The reality of my situation makes it difficult to relax and get the much-needed rest. And my diabetes insipidus doesn’t help the situation. I need to get up for bathroom every 20 minutes or so. And I can’t skimp on my water intake when my BP is low!
At this point, I’m merely trying to avoid hospital. Especially by ambulance.
Endometriosis: the silent life sentence 
Endochick,
I’m so sorry you are feeling so lousy!! I hope things turn around soon. I wish I could give you a hug. I guess we’ll have to settle for a virtual hug.
Take care!
Jeanne
P.S. When the time comes that you are in the car again, be sure to aim the vents away from your eyes. I’ve been aiming my vents the opposite way from me for years because the air hurts.
I can’t live without those vents. Even in cold weather. Finally got a new script for compression stockings. The doc only sent for the ones that stop at the knee! I’ve always had them to the waist so not sure if these will work.

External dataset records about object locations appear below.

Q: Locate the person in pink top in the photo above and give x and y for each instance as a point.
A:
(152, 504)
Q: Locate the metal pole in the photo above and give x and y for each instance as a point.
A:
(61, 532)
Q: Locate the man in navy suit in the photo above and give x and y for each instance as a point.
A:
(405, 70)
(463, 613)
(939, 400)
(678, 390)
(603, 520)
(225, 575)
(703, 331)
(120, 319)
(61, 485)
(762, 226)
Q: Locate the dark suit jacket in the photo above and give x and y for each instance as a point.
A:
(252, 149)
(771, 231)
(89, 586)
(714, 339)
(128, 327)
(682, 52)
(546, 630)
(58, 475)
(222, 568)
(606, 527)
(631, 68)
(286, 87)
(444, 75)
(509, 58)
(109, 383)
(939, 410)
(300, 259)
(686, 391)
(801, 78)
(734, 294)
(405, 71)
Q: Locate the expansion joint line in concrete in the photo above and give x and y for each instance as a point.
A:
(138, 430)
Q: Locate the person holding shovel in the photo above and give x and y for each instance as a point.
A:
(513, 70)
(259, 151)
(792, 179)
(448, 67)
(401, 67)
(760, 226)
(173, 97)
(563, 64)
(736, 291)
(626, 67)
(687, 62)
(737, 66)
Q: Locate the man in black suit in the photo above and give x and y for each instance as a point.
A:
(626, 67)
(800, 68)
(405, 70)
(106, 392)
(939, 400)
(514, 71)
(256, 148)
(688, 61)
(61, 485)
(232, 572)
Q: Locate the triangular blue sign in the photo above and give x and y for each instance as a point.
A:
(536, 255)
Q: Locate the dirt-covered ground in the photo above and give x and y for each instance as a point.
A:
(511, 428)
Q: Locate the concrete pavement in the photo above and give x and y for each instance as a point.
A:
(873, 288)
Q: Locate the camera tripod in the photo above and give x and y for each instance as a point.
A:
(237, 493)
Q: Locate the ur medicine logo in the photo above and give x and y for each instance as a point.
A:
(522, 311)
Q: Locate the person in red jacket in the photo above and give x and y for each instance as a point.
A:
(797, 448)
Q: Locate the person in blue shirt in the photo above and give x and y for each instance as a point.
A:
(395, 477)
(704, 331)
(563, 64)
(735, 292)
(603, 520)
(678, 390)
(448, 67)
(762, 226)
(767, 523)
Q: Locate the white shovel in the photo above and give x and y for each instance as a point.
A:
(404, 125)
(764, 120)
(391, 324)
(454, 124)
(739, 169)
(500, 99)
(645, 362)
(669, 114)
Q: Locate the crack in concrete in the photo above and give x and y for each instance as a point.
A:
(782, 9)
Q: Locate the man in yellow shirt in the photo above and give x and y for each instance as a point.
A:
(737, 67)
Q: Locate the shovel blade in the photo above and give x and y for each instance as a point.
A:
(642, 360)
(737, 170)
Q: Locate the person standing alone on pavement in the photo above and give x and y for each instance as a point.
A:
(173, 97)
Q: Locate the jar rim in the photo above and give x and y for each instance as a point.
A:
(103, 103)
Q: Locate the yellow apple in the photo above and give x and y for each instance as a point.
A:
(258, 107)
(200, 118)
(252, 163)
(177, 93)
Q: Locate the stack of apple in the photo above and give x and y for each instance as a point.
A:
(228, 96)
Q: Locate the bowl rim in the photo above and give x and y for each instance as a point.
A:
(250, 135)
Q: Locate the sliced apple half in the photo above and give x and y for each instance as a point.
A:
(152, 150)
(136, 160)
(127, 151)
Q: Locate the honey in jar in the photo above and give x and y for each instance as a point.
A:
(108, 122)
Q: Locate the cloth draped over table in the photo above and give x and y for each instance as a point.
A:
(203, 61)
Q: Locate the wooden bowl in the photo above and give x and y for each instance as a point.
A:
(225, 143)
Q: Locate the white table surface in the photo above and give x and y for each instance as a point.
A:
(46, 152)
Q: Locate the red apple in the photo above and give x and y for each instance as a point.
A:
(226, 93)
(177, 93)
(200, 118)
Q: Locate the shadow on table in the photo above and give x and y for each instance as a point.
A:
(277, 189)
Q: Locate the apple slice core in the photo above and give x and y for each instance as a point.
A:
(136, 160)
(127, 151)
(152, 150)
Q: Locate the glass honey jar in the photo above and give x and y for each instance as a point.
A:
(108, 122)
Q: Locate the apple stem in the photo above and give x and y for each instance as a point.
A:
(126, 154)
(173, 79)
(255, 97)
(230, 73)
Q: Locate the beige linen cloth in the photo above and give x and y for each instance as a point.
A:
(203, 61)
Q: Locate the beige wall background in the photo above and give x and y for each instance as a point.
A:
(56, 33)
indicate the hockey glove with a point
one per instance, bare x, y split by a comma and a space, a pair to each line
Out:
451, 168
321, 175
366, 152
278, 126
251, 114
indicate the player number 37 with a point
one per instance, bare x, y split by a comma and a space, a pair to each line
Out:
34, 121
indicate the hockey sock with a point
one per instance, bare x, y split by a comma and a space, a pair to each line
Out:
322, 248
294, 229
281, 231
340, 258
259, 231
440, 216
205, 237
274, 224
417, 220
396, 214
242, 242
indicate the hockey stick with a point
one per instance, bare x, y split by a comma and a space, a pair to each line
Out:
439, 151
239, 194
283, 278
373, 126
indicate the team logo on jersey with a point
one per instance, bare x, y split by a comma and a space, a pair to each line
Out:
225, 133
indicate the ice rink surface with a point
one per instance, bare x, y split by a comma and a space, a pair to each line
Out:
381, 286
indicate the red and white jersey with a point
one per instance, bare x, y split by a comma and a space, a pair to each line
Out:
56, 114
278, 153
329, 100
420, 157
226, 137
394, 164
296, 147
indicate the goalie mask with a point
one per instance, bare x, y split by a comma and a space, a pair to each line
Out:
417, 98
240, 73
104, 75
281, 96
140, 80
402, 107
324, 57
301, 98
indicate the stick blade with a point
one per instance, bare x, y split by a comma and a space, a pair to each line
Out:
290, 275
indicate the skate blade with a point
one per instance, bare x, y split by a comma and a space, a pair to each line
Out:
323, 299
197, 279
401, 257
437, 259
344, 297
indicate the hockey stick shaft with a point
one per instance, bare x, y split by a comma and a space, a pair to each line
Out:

I just happened to stumble upon your amazing blog as I googled syncope and endometreosis! I myself was diagnosed in June of 2011 after 25 years of suffering & countless doctors who brushed off my concern of endometreosis. It wasn’t until I had a gallbladder attack & had to have removed that they finally confirmed this silent death sentence! Ever since then, I’ve tried everything short of surgery since most women I talk to tell me it doesn’t help & even comes back with a complete hysterectomy! I’m literally at my wits end!
Unfortunately, High Hope’s, those women you’ve talked to are right. Endometriosis can return, even after a complete hysterectomy. This is because endometrial implants can remain behind, and unless you remain without all forms of estrogen to let them die off, the disease will come back.
Sorry it took so long for you to get a diagnose! It’s often the norm for women to take up to 10 years from symptoms starting to get a diagnosis, but 25 years isn’t unheard of, either. Hopefully, you can get some relief though.
Thanks for reading and hopefully you can find some support here!
Looking forward to more reads! Thank you again for taking the time out & responding back!